Investors often require additional insight before making key decisions like “buy, build, or expand”. Does a potential site have the opportunity for fast growth? If not, detailed analysis is needed to plan next steps and extract maximum value.
For example, how will a new brand, increasing the number of pumps, or a larger convenience store impact volume? To quantify this, data-driven planning tools can provide unbiased, reliable models that help answer challenging business decisions. For example, Kalibrate Planning provides:
- Precise fuel and convenience store volume projections representing all new site possibilities
- Information on how an acquired outlet would impact sales at existing outlets
- The best available properties based on specific business requirements
- Understanding on how a site compares to competitors’ strengths and weaknesses
- Information for use in negotiations — in fact, some banks in the US will only offer their finance facilities with such a report
Armed with this information, investors can actively avoid risk and maximize profit.
To continually get the best return on an investment decision, the work is never done.

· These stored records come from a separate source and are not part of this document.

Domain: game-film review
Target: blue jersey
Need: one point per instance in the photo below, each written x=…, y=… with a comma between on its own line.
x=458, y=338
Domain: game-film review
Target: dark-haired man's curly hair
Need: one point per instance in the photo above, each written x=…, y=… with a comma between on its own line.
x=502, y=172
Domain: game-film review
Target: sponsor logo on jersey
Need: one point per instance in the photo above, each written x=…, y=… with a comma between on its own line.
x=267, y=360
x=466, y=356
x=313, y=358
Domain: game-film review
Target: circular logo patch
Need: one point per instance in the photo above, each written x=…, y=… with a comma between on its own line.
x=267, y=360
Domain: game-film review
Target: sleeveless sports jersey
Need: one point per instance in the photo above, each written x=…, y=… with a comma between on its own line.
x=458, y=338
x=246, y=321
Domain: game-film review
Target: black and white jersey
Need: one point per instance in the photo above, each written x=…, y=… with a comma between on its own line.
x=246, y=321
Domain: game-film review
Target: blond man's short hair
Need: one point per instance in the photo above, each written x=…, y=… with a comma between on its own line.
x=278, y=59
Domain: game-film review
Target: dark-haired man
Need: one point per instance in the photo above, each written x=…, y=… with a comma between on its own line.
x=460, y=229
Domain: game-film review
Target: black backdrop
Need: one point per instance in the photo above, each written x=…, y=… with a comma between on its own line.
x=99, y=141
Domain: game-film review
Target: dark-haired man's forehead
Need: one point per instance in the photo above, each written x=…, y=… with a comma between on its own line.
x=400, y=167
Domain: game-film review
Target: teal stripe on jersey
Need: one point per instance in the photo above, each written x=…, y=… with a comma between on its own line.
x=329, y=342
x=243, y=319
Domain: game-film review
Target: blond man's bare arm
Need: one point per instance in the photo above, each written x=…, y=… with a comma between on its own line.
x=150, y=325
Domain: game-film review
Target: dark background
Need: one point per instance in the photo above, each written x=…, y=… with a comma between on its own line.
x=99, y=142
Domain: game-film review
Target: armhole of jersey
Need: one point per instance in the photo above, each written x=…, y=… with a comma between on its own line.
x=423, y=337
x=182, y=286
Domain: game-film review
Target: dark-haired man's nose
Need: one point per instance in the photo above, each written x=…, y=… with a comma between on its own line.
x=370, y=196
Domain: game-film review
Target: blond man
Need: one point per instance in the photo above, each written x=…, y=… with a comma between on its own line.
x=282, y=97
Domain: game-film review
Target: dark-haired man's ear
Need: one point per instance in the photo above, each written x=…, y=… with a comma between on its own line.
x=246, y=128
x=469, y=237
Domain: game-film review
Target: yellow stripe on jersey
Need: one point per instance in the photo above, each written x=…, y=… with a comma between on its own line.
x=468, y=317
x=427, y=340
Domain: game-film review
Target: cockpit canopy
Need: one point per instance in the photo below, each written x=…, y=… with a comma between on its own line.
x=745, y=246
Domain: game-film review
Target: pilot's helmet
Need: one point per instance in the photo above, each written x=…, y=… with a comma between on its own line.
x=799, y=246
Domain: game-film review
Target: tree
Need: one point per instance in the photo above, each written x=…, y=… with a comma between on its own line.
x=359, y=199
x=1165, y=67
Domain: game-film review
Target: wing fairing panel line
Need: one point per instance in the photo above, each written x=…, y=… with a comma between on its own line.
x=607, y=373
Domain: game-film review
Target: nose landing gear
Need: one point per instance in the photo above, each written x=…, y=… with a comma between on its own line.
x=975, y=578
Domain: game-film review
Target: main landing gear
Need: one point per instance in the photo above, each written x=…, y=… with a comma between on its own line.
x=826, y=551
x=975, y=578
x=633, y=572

Investors should encourage networks to continually assess and streamline their operations, their position, and their pricing. Kalibrate Planning and Kalibrate Pricing both offer accurate, data-driven analysis for ongoing auditing, assessment, and optimization. This information may answer questions like:
- Do my forecourt and in-store operations align for maximum impact?
- Do my operations support the experience customers want?
- Do my operations support my retail network’s value proposition?
If the fuel retail destination is evolving, what does the fuel station of the future look like?
They will be expected to offer a wider range of fuel sources, with electric vehicles driving change across the industry. Currently, the average time spent inside a fuel station is seven minutes. Tomorrow, retailers must consider the needs of a different consumer set; those with at least 30 minutes to spare whilst they wait for their car to charge. The focus will lean more heavily on experience-based destinations for consumers.
With this, there are opportunities for investors and retailers to optimize real estate layouts and devise strategies to provide an exceptional customer experience. This will impact the footfall of individual sites, the performance of whole networks, and introduce new competition from energy companies.
So, the fuel retail industry is far from dying — it’s on the brink of a dynamic transformation future.
With access to a set of trustworthy tools like those offered at Kalibrate, savvy investors can make these decisions with confidence. Access to granular-level insights as well as deep market knowledge and expertise allows them to confidently put forward the correct financial offering, and understand the most likely return on their investment, with the lowest risk possible.